Ronald Trowbridge has an excellent op-ed in Saturday’s Houston Chronicle about the corrosive effects on forced unionism in the workplace.
Some years ago, I crossed a faculty picket line at a large university — the only faculty member out of several hundred professors to cross. Every fiber in my body opposed the strike, and I was pathologically unable to not cross. The nightmare that followed was the most stressful experience in my life, save for the cancer and death of my wife.
What happened?
As for my professorial friends, Frank screamed to me down the pathway filled with students, "You a******!" Walter said he was going to take a picture of my crossing the line and show it to people, hoping that I would get hurt.

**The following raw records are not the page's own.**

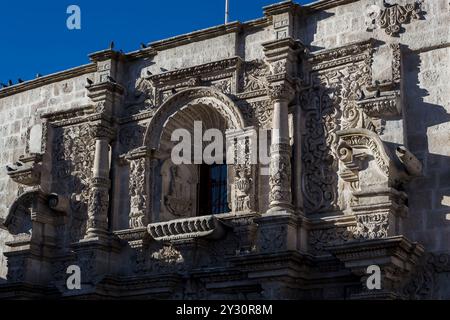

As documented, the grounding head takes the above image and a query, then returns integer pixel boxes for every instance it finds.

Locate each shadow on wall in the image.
[403,47,450,252]
[299,10,335,52]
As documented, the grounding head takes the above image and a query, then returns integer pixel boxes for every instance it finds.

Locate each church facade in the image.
[1,0,450,299]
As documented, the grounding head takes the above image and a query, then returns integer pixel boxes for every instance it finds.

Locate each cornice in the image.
[0,63,96,99]
[305,0,360,12]
[149,22,242,52]
[263,1,302,16]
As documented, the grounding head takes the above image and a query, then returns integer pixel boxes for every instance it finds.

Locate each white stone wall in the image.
[0,74,93,277]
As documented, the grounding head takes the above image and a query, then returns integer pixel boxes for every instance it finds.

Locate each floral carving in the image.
[353,213,389,239]
[151,246,184,264]
[241,59,270,92]
[129,158,147,228]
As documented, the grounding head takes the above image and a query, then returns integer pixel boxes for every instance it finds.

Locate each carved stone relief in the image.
[365,1,423,36]
[301,46,376,214]
[160,160,197,221]
[52,124,95,242]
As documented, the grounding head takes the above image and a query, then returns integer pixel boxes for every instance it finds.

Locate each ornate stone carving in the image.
[357,92,401,118]
[309,226,355,254]
[353,212,389,239]
[269,82,295,102]
[52,124,95,242]
[147,215,226,241]
[144,87,245,149]
[151,246,184,264]
[6,154,42,186]
[366,1,423,36]
[234,165,252,212]
[86,186,109,233]
[391,43,401,83]
[241,59,270,93]
[129,158,147,228]
[269,144,292,205]
[301,48,376,214]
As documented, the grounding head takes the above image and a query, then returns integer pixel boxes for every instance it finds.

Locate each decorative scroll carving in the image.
[211,79,232,94]
[366,1,423,36]
[301,43,375,214]
[241,60,270,93]
[147,215,226,241]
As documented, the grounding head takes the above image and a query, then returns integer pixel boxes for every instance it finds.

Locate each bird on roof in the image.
[86,78,93,86]
[18,78,24,83]
[0,83,7,88]
[140,43,147,49]
[8,80,13,86]
[171,88,177,94]
[160,67,168,72]
[36,73,42,78]
[107,75,116,83]
[109,41,115,50]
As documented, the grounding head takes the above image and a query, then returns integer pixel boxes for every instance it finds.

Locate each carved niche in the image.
[160,160,198,221]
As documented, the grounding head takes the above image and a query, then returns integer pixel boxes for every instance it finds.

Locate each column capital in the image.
[269,82,295,103]
[91,122,115,140]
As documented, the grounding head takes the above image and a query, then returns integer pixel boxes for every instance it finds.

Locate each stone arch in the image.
[143,87,246,151]
[4,190,36,235]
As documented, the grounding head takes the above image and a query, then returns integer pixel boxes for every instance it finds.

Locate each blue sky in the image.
[0,1,311,84]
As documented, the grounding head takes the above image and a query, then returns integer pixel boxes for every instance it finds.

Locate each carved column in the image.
[267,82,295,213]
[85,123,114,239]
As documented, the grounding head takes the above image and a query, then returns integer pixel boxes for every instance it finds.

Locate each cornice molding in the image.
[305,0,359,12]
[0,63,96,99]
[149,22,242,52]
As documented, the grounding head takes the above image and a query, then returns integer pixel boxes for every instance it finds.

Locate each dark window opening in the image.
[198,163,230,215]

Donald said to me in the crowded faculty lunchroom, "There’s Trowbridge. No, he’s not a scab; he’s an oozing, running sore." Laughter erupted. Sheila called me a "scab," with a scowling, mean face. She really meant it.
Jay, my telephone mate and one I had taken in as a guest at my summer cottage, was so red-faced with anger at me that he yelled, "That’s it, Trowbridge, I am never again going to answer your telephone!"
All this over an illegal strike. But for forced unionism proponents, what’s legal, or just, or fair is irrelevant. It’s all about some mindless, don’t-question-your-peers sense of "solidarity."
And as Trowbridge warns, the so-called Employee Free Choice Act (a.k.a. the Card Check Forced Unionism Bill) will further increase workplace hostility by pitting union partisans against their co-workers by eliminating the protection of the secret ballot and incentivizing intimidation against workers by union goons.